1559

Solution 1. DFS

We can use DFS for each A[x][y] to see if we can form a circle from A[x][y].

Let seen[x][y] be the length of the sequence containing the same character ending with A[x][y].

In the DFS, assume the next location we want to visit is <a, b>.

We shouldn't visit a, b if either of these is true:

• a, b are out-of-bound.
• A[a][b] != A[x][y]
• seen[a][b] != 0 and seen[x][y] - seen[a][b] < 3, meaning that we've visited A[a][b] in the sequence and the distance between A[a][b] and A[x][y] is too small to form a valid circle.

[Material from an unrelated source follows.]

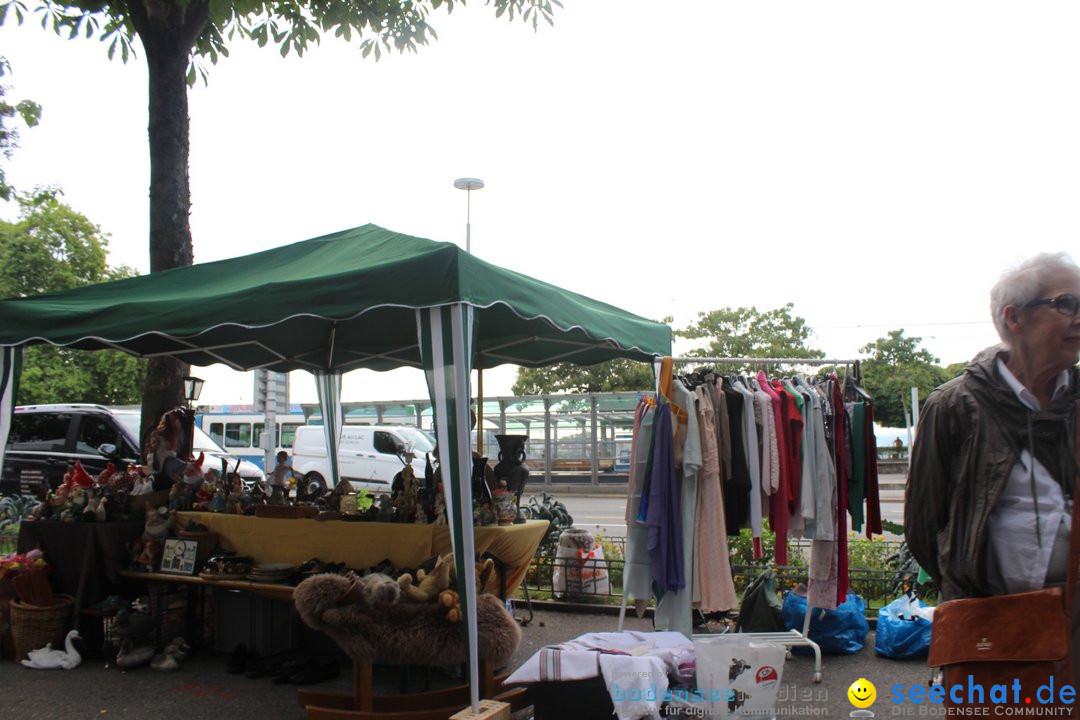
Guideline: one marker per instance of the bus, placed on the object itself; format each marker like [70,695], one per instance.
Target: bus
[239,429]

Once we find a <a, b> pair satisfying seen[a][b] && seen[x][y] - seen[a][b] >= 3, we've found a valid circle from A[a][b] to A[x][y] with length more than or equal to 4, and we can return true.

// OJ: https://leetcode.com/problems/detect-cycles-in-2d-grid/
// Author: github.com/lzl124631x
// Time: O(MN)
// Space: O(MN)
class Solution {
    int seen[501][501] = {}, M, N, dirs[4][2] = {{0,1},{0,-1},{1,0},{-1,0}};
    bool dfs(vector<vector<char>> &G, int i, int j, int len = 1) {
        seen[i][j] = len;
        for (auto &[dx, dy] : dirs) {
            int x = i + dx, y = j + dy;
            if (x < 0 || x >= M || y < 0 || y >= N || G[x][y] != G[i][j] || (seen[x][y] && seen[i][j] - seen[x][y] < 3)) continue;
            if (seen[x][y] && seen[i][j] - seen[x][y] >= 3) return true;
            if (dfs(G, x, y, len + 1)) return true;
        }
        return false;
    }
public:
    bool containsCycle(vector<vector<char>>& G) {
        M = G.size(), N = G[0].size();
        for (int i = 0; i < M; ++i) {
            for (int j = 0; j < N; ++j) {
                if (seen[i][j]) continue;
                if (dfs(G, i, j)) return true;
            }
        }
        return false;
    }
};

Solution 2. DFS

// OJ: https://leetcode.com/problems/detect-cycles-in-2d-grid/
// Author: github.com/lzl124631x
// Time: O(MN)
// Space: O(MN)
class Solution {
    int seen[501][501] = {}, M, N, dirs[4][2] = {{0,1},{0,-1},{1,0},{-1,0}};
    bool dfs(vector<vector<char>> &G, int i, int j, int prevX, int prevY) {
        if (seen[i][j]) return true;
        seen[i][j] = 1;
        for (auto &[dx, dy] : dirs) {
            int x = i + dx, y = j + dy;
            if (x < 0 || x >= M || y < 0 || y >= N || G[x][y] != G[i][j] || (prevX == x && prevY == y)) continue;
            if (dfs(G, x, y, i, j)) return true;
        }
        return false;
    }
public:
    bool containsCycle(vector<vector<char>>& G) {
        M = G.size(), N = G[0].size();
        for (int i = 0; i < M; ++i) {
            for (int j = 0; j < N; ++j) {
                if (seen[i][j]) continue;
                if (dfs(G, i, j, -1, -1)) return true;
            }
        }
        return false;
    }
};